L'objectivité n'est pas une affaire de désengagement, mais une affaire de structuration mutuelle et généralement inégale, une affaire de prise de risques dans un monde où "nous" sommes définitivement mortels, ce qui veut dire, non promis au contrôle "définitif". Nous n'avons finalement pas d'idées claires et distinctes. Les divers corps biologiques en lutte surgissent à l'intersection de la recherche biologique et de l'écriture, des pratiques médicales et autres pratiques commerciales, et de la technologie, telles que les technologies de visualisations recrutées comme métaphores dans ce chapitre. Mais, invitées surprises de ce nœud, on trouve l'analogue des langues vivantes qui s'entrelacent dans la production de valeur littéraire : les encorporations coyotes et protéiformes d'un monde agent et acteur plein d'esprit.

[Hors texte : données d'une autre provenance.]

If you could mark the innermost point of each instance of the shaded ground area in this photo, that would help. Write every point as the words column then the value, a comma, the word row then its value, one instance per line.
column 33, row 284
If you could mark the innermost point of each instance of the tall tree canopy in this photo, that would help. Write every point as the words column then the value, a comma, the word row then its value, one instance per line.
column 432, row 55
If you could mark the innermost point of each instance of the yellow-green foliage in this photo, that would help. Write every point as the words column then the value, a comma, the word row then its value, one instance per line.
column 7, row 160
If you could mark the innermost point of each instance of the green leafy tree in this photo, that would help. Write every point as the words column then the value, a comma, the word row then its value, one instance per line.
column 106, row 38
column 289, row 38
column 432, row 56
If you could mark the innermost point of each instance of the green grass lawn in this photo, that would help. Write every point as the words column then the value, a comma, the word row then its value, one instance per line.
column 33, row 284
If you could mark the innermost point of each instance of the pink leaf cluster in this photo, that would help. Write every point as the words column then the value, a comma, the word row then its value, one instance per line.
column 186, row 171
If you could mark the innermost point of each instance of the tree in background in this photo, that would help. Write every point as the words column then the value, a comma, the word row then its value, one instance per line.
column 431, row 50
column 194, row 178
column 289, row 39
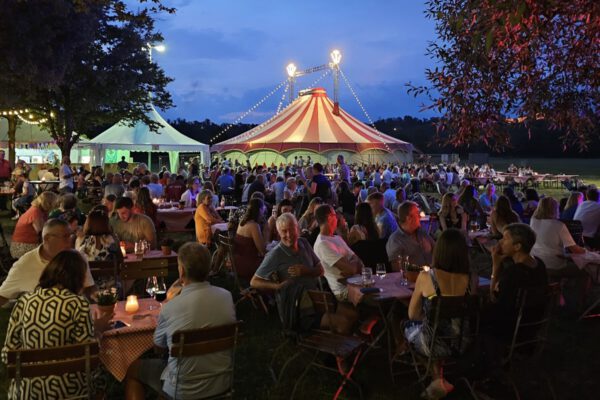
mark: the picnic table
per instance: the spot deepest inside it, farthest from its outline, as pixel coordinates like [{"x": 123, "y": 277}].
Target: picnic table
[
  {"x": 175, "y": 219},
  {"x": 119, "y": 348}
]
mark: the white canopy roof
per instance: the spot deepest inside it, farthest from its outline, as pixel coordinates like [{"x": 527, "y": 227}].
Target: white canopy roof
[{"x": 140, "y": 138}]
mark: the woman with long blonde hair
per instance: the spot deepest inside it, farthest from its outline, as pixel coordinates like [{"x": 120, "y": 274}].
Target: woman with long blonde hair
[{"x": 27, "y": 234}]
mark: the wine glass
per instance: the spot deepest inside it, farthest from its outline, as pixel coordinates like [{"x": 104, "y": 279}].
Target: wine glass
[
  {"x": 403, "y": 264},
  {"x": 380, "y": 270},
  {"x": 151, "y": 287},
  {"x": 160, "y": 290}
]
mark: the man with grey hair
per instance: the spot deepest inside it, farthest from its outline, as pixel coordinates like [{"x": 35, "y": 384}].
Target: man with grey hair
[
  {"x": 291, "y": 263},
  {"x": 26, "y": 271},
  {"x": 199, "y": 305},
  {"x": 409, "y": 240}
]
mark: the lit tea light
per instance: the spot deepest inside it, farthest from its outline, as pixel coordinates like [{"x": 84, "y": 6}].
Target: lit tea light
[{"x": 132, "y": 305}]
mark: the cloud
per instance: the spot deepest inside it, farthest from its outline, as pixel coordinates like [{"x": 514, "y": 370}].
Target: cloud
[{"x": 211, "y": 44}]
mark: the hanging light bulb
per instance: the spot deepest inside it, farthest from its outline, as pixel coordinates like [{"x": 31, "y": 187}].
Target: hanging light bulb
[{"x": 291, "y": 70}]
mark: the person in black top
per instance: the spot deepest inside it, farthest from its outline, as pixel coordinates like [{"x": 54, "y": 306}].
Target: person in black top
[
  {"x": 320, "y": 185},
  {"x": 514, "y": 268}
]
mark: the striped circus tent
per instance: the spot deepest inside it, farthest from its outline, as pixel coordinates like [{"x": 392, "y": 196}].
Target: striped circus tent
[{"x": 313, "y": 125}]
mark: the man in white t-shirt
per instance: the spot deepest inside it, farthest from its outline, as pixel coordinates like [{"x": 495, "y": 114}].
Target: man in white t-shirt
[
  {"x": 338, "y": 260},
  {"x": 588, "y": 213},
  {"x": 26, "y": 271}
]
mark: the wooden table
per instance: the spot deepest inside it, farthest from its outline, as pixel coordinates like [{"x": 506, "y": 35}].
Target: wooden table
[
  {"x": 119, "y": 348},
  {"x": 175, "y": 219}
]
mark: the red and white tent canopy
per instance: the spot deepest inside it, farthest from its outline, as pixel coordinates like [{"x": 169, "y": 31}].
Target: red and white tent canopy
[{"x": 309, "y": 123}]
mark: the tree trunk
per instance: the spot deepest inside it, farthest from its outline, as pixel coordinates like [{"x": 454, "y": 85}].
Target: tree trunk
[{"x": 12, "y": 139}]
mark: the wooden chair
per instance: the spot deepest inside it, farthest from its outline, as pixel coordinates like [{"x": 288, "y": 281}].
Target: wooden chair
[
  {"x": 246, "y": 292},
  {"x": 320, "y": 342},
  {"x": 530, "y": 334},
  {"x": 203, "y": 341},
  {"x": 74, "y": 358},
  {"x": 145, "y": 268}
]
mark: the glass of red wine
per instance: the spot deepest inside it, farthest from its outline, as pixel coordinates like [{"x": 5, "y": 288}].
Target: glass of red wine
[{"x": 160, "y": 291}]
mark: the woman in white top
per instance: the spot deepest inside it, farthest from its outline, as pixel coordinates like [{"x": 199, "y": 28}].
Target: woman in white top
[
  {"x": 190, "y": 195},
  {"x": 552, "y": 238}
]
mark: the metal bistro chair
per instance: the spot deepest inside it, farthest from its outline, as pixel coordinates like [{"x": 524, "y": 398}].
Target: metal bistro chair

Le monde résiste peut-être à se voir réduit à une simple ressource parce qu'il n'est — non pas mère/matière/murmure — mais coyote, une figure de lien, toujours problématique, toujours puissant, des significations et des corps. L'encorporation féministe, les espoirs féministes pour une partialité, une objectivité et des savoirs situés, branchent les conversations et les codes sur cette intersection active du terrain des corps et des significations possibles. C'est là que la science, l'imagination scientifique, et la science-fiction convergent dans la question de l'objectivité pour le féminisme. Peut-être nos rêves de responsabilité, de politique, d'écoféminisme, conduisent-ils à revoir le monde comme un encodeur filou avec lequel nous devons apprendre à parler.

Donna Haraway, "Savoirs situés : la question de la science dans le féminisme et le privilège de la perspective partielle" Manifeste cyborg et autres essais, trad. Marie-Hélène Dumas, Charlotte Gould et Nathalie Magnan, Paris, Exils éditeur, 2007, p. 134-135.